Yang Chi-Chuan, Chen Yi-Hau, Chang Hsing-Yi
Institute of Statistical Science, Academia Sinica, Taipei, 11529, Taiwan.
Center for Health Policy Research and Development, National Health Research Institutes, Miaoli County, 35053, Taiwan.
Stat Med. 2017 Sep 20;36(21):3380-3397. doi: 10.1002/sim.7355. Epub 2017 Jun 2.

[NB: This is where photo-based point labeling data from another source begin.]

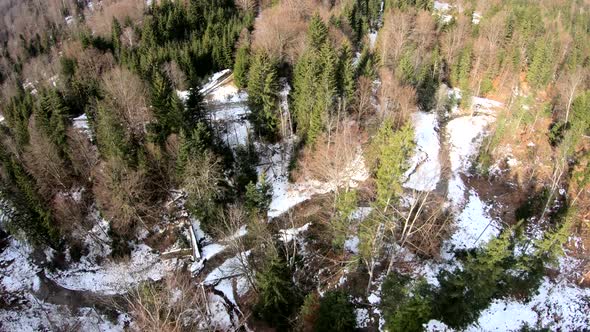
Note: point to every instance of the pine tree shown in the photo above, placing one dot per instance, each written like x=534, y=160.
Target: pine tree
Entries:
x=329, y=79
x=317, y=32
x=347, y=73
x=276, y=295
x=116, y=33
x=241, y=67
x=336, y=313
x=269, y=119
x=345, y=204
x=392, y=149
x=541, y=64
x=305, y=81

Childhood and adolescenthood overweight or obesity, which may be quantified through the body mass index (BMI), is strongly associated with adult obesity and other health problems. Motivated by the child and adolescent behaviors in long-term evolution (CABLE) study, we are interested in individual, family, and school factors associated with marginal quantiles of longitudinal adolescent BMI values. We propose a new method for composite marginal quantile regression analysis for longitudinal outcome data, which performs marginal quantile regressions at multiple quantile levels simultaneously. The proposed method extends the quantile regression coefficient modeling method introduced by Frumento and Bottai (Biometrics 2016; 72:74-84) to longitudinal data accounting suitably for the correlation structure in longitudinal observations. A goodness-of-fit test for the proposed modeling is also developed. Simulation results show that the proposed method can be much more efficient than the analysis without taking correlation into account and the analysis performing separate quantile regressions at different quantile levels. The application to the longitudinal adolescent BMI data from the CABLE study demonstrates the practical utility of our proposal. Copyright © 2017 John Wiley & Sons, Ltd.
儿童期及青少年期超重或肥胖(可通过体重指数(BMI)进行量化)与成人肥胖及其他健康问题密切相关。受儿童与青少年长期发展行为(CABLE)研究的启发,我们对与青少年纵向BMI值的边际分位数相关的个体、家庭和学校因素感兴趣。我们提出了一种用于纵向结果数据的复合边际分位数回归分析的新方法,该方法可同时在多个分位数水平上进行边际分位数回归。所提出的方法将Frumento和Bottai(《生物统计学》,2016年;72:74 - 84)引入的分位数回归系数建模方法扩展到纵向数据,适当地考虑了纵向观测中的相关结构。还开发了针对所提出模型的拟合优度检验。模拟结果表明,所提出的方法比不考虑相关性的分析以及在不同分位数水平上进行单独分位数回归的分析效率更高。将其应用于CABLE研究中的青少年纵向BMI数据证明了我们提议的实际效用。版权所有© 2017约翰威立父子有限公司。